UIC Review of Intellectual Property Law
- Discipline: American law, Technology law, Intellectual property law
- Language: English
- Former name: John Marshall Review of Intellectual Property Law

Standard abbreviations
- Bluebook: UIC Rev. Intell. Prop. L.
- ISO 4: Find out here

Links
- Journal homepage;

= UIC Review of Intellectual Property Law =

Student-run law review at University of Illinois Chicago School of Law

The UIC Review of Intellectual Property Law (formerly the John Marshall Review of Intellectual Property Law) is a student-run law review covering legal scholarship in the field of intellectual property, established in 2001 at the John Marshall Law School (Chicago). The journal publishes four issues per year, which are available on LexisNexis and Westlaw. Articles in the Journal have been cited by U.S. Courts of Appeals, including the United States Court of Appeals for the Federal Circuit. When JMLS was merged into the University of Illinois Chicago School of Law, the journal was renamed the "UIC Review of Intellectual Property Law." From 2010 to 2024, the UIC IP Review has consistently had one of the highest combined scores for cite count and impact factor among U.S. law journals specializing in intellectual property law.

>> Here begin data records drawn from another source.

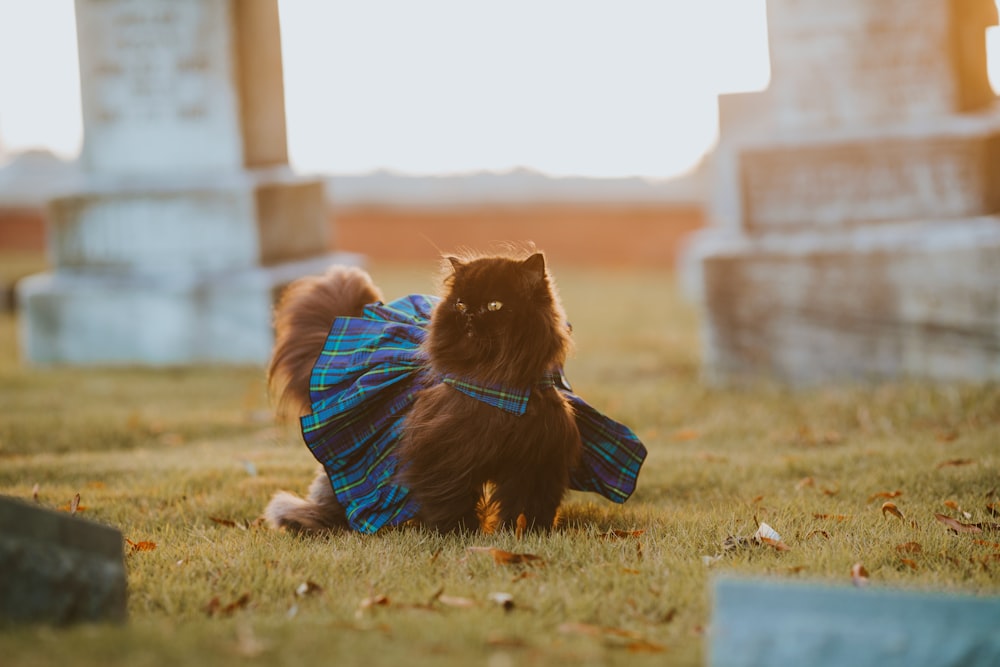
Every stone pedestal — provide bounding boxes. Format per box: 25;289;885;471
689;0;1000;383
18;0;354;364
0;496;127;625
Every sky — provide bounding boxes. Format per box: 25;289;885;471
0;0;1000;178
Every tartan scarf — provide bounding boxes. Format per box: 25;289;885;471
301;294;646;533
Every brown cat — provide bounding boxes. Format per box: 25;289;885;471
265;248;645;532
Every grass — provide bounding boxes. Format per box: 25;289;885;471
0;265;1000;667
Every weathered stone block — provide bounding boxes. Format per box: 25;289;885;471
17;253;360;366
740;124;1000;232
767;0;997;128
49;172;329;273
0;496;126;624
703;217;1000;384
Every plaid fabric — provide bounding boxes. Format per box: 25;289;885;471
301;294;646;533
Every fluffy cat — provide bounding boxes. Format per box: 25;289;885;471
265;248;645;532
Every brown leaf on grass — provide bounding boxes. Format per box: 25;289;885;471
208;516;247;530
795;477;816;491
868;489;903;503
59;493;87;514
488;592;514;611
358;594;389;609
882;500;903;521
625;639;667;653
851;562;869;588
466;547;545;565
559;623;642;639
295;579;323;597
125;537;156;554
598;529;646;540
972;540;1000;549
437;594;476;609
934;514;1000;533
760;537;792;551
205;593;250;616
514;512;528;539
937;459;976;468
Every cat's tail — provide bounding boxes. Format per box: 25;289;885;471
267;266;382;417
264;470;348;533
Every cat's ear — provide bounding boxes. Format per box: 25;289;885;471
521;252;545;284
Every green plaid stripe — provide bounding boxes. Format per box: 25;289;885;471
301;295;646;533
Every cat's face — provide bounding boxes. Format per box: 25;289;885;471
431;254;568;384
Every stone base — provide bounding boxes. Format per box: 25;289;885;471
702;217;1000;384
0;496;126;625
48;168;331;274
17;253;361;366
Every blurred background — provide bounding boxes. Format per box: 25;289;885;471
0;0;1000;381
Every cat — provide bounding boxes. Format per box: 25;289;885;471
264;251;645;532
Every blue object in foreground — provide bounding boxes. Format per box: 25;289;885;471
708;578;1000;667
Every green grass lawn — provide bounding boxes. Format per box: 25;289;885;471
0;261;1000;667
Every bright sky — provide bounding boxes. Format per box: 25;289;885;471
0;0;1000;177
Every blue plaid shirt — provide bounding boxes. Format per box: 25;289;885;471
301;294;646;533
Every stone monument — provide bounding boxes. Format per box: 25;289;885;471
689;0;1000;384
18;0;352;365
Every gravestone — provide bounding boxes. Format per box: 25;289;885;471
688;0;1000;384
708;578;1000;667
18;0;354;364
0;496;126;625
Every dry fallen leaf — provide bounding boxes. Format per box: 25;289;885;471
436;595;476;609
559;623;642;639
972;540;1000;549
882;500;903;520
937;459;976;468
934;514;1000;533
125;537;156;554
466;547;545;565
598;529;646;540
795;477;816;491
358;594;389;609
670;428;699;442
295;579;323;597
488;593;514;611
851;562;869;588
205;593;250;616
868;489;903;502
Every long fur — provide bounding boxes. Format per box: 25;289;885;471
265;252;581;532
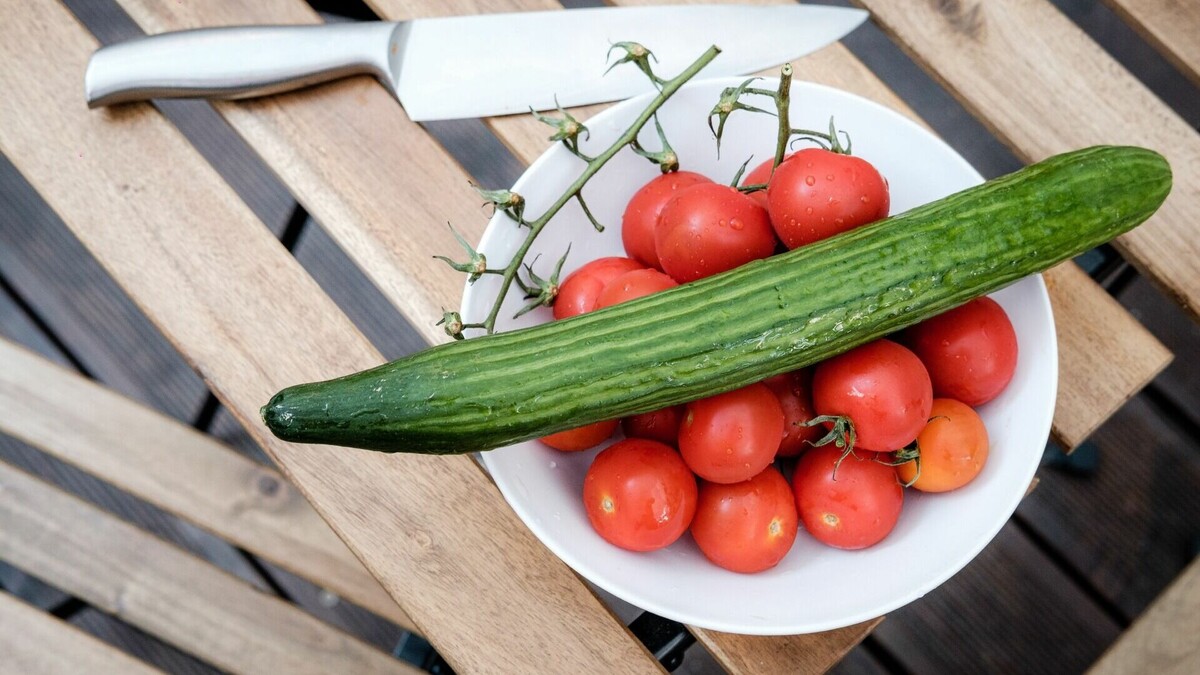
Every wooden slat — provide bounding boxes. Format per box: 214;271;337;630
1088;558;1200;675
858;0;1200;316
112;1;1154;667
1018;391;1200;617
874;516;1120;674
691;617;883;675
0;462;416;674
1104;0;1200;85
491;0;1171;448
0;592;160;675
0;0;660;673
1045;262;1171;450
0;339;413;629
112;0;869;671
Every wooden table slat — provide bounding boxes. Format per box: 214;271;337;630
590;0;1171;449
0;591;161;675
0;462;418;674
1104;0;1200;86
1088;558;1200;675
858;0;1200;316
0;0;660;673
0;339;413;629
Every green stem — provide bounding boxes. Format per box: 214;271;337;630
482;44;721;333
770;64;792;169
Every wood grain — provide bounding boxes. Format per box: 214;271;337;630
859;0;1200;316
1104;0;1200;85
0;0;660;673
490;0;1171;448
0;340;413;629
692;619;883;675
0;592;160;675
1088;558;1200;675
0;462;418;674
872;523;1120;675
1018;396;1200;617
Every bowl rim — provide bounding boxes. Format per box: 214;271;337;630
463;77;1058;635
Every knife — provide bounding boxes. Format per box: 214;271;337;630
84;5;866;121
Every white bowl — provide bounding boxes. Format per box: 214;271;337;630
463;78;1057;635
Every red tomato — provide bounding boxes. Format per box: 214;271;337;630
742;153;792;209
762;370;824;458
812;340;934;452
620;171;712;269
792;446;904;549
904;297;1016;406
691;466;799;574
679;383;784;483
541;419;620;453
595;269;679;310
767;148;890;249
654;183;775;283
896;399;988;492
554;257;643;318
620;406;684;446
583;438;697;551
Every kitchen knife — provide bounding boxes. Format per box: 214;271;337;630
84;5;866;121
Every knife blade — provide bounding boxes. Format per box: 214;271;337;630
84;5;868;121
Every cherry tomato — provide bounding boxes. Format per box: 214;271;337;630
742;153;792;209
595;269;679;310
654;183;775;283
691;466;799;574
767;148;890;249
792;446;904;549
902;297;1016;406
620;171;712;269
583;438;697;551
896;399;988;492
679;383;784;483
554;257;644;318
620;406;684;446
812;340;934;452
762;370;824;458
541;419;620;453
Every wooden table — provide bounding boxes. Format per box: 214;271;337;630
0;0;1200;673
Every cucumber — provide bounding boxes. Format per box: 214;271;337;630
262;147;1171;454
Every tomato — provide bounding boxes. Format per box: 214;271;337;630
541;419;620;453
596;269;679;310
896;399;988;492
583;438;697;551
554;257;644;318
812;340;934;452
691;466;799;574
654;183;775;283
679;383;784;483
792;446;904;549
620;171;712;269
767;148;890;249
902;297;1016;406
620;406;684;446
762;370;824;458
742;153;792;209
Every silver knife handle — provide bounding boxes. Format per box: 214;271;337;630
84;22;403;108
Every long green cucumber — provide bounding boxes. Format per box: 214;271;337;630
263;147;1171;454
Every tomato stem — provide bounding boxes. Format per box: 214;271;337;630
438;42;715;340
802;414;858;480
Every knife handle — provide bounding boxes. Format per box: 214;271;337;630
84;22;404;108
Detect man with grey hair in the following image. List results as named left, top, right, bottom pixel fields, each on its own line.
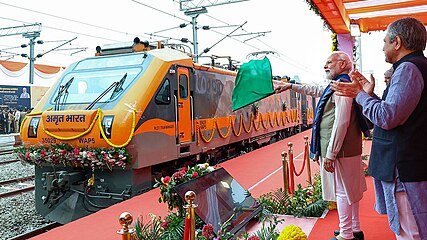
left=332, top=18, right=427, bottom=240
left=275, top=51, right=366, bottom=240
left=384, top=68, right=393, bottom=86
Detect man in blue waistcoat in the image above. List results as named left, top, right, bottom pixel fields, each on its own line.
left=276, top=51, right=366, bottom=240
left=332, top=18, right=427, bottom=240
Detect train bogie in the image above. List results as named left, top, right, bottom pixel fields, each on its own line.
left=20, top=45, right=313, bottom=223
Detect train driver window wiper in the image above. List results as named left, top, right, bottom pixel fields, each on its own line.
left=108, top=73, right=128, bottom=100
left=86, top=73, right=128, bottom=110
left=53, top=77, right=74, bottom=111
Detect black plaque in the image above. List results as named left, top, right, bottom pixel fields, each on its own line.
left=175, top=168, right=261, bottom=234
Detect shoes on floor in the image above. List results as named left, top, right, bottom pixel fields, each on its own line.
left=334, top=230, right=365, bottom=240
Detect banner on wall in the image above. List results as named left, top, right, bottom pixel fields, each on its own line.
left=0, top=85, right=31, bottom=108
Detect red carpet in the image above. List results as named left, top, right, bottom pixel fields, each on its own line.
left=308, top=141, right=396, bottom=240
left=32, top=131, right=394, bottom=240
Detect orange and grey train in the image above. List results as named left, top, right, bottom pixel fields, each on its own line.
left=21, top=41, right=314, bottom=223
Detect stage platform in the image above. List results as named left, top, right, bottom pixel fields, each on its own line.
left=32, top=131, right=395, bottom=240
left=32, top=131, right=318, bottom=240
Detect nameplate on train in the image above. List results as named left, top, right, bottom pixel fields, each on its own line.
left=42, top=113, right=97, bottom=132
left=45, top=114, right=86, bottom=125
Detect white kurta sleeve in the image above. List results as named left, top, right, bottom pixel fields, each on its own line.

== Notable contributions ==
- John Paul Stevens (Associate Justice of the U.S. Supreme Court), Section 43(A) of the Shakespeare Canon of Statutory Construction: The Beverly W. Pattishall Inaugural Lecture in Trademark Law, 1 J. Marshall Rev. Intell. Prop. L. 179 (2002).
- Paul Redmond Michel (Chief Judge of the Court of Appeals for the Federal Circuit), Founding a New Journal in the Age of Electronic Law, 1 J. Marshall Rev. Intell. Prop. L. 1 (2001).
- Richard Linn (Circuit Judge of the Court of Appeals for the Federal Circuit), Effective Appellate Practice Before the Federal Circuit, 2 J. Marshall Rev. Intell. Prop. L. 1 (2002).
- Richard Posner (former chief judge of the Seventh Circuit), Transaction Costs and Antitrust Concerns in the Licensing of Intellectual Property, 4 J. Marshall Rev. Intell. Prop. L. 325 (2005).
- Q. Todd Dickinson (former Director of the U.S. Patent and Trademark Office), et al., The Genetic Age: Who Owns the Genome?, 2 J. Marshall Rev. Intell. Prop. L. 6 (2002) (symposium).